As initially mentioned, the wholly authorized artificial intelligence platform has attracted over 15,000 users only days after becoming publicly available, per Grimes’ team.
“Since launching GrimesAI-1 incredible new emergent creative behavior has taken off!” penned Grimes manager (and CreateSafe co-founder and CEO) Daouda Leonard, proceeding to identify 15,158 “total users,” 3,632 average unique daily users, an average of 250 “audio transforms” per hour, and 19,316 overall voice transforms for Elf.tech thus far.
Leonard likewise shed light upon several of the AI tool’s early creations, among them a track called “And I Never!” and voiceover for a video game. Meanwhile, entities operating in and around the crypto space appear to be taking steps to help facilitate the Elf.tech songs’ 50-50 royalty splits, with self-described “onchain payout infrastructure & creator tool” Reveel disclosing that it’s “built a template for artists who collaborate with” Grimes AI so that they can “easily share revenue on chain.”
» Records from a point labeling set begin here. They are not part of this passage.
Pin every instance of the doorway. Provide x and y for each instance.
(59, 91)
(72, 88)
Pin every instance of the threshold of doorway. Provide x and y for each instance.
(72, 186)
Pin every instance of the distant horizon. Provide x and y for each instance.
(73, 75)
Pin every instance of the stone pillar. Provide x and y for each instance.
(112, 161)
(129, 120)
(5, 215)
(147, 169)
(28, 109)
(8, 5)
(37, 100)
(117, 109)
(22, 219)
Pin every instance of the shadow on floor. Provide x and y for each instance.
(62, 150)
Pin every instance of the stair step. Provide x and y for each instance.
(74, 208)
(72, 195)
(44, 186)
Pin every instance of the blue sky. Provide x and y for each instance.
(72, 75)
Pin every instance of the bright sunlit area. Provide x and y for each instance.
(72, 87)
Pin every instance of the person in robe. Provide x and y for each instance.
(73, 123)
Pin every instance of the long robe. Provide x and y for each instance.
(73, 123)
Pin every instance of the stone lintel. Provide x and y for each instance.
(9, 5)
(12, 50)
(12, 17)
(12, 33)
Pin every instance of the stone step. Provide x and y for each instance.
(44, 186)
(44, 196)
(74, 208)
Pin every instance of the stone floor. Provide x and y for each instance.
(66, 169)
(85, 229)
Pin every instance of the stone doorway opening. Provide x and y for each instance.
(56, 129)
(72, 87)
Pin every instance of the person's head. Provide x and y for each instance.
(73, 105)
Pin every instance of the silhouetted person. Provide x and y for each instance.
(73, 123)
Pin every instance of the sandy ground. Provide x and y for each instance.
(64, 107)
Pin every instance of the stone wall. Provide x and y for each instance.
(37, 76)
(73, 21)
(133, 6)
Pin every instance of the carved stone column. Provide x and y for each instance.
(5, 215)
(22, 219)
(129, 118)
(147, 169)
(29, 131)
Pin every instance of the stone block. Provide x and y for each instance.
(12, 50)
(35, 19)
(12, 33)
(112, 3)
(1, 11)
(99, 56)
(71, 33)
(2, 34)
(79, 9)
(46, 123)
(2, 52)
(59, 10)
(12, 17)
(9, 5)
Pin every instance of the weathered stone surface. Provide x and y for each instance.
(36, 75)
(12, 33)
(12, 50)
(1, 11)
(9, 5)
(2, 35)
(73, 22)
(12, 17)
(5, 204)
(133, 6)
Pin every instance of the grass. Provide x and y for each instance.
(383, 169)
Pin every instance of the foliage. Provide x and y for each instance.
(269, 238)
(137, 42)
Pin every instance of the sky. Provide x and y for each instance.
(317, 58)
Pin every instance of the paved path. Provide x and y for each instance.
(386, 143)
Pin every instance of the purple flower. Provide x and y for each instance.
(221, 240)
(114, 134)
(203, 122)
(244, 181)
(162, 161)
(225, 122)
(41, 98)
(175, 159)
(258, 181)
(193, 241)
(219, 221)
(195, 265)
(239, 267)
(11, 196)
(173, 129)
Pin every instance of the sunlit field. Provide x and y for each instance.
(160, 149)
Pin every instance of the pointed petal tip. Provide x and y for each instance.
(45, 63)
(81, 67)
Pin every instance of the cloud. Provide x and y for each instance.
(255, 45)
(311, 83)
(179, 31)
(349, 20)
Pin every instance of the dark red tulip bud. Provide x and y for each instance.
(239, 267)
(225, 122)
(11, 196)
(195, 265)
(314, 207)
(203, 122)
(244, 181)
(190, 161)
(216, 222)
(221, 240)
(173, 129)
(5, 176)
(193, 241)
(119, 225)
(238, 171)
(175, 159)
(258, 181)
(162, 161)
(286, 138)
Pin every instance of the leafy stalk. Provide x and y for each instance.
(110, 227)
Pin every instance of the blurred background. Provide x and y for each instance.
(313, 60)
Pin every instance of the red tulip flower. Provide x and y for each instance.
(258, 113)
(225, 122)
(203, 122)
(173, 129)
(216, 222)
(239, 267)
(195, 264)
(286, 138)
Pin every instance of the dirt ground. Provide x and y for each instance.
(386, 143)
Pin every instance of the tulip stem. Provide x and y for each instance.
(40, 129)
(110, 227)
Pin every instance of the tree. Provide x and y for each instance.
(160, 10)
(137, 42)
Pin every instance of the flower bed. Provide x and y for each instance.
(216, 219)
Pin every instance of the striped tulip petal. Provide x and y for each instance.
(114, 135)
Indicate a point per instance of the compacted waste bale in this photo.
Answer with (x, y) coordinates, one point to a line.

Needless to say, it’ll be worth monitoring Elf.tech’s output in the coming days and weeks, as additional individuals learn of and utilize the new tool.
At present, no shortage of Grimes AI works (most made via Elf.tech) are popping up on YouTube, where fans can currently enjoy the Miss Anthropocene creator’s AI-powered renditions of Lana Del Rey tracks, A-ha’s “Take On Me,” and more than a few releases from emerging acts, to name just some.
Though it seems unlikely that today’s most well-known artists and music companies will embrace a similar AI model in the near future, it bears highlighting in conclusion that prominent acts’ (unapproved) artificial intelligence projects are only growing in quantity and in popularity. “AI Drake” has now gone ahead and released an entire album, for example, and listeners look to be expressing generally positive opinions about the effort.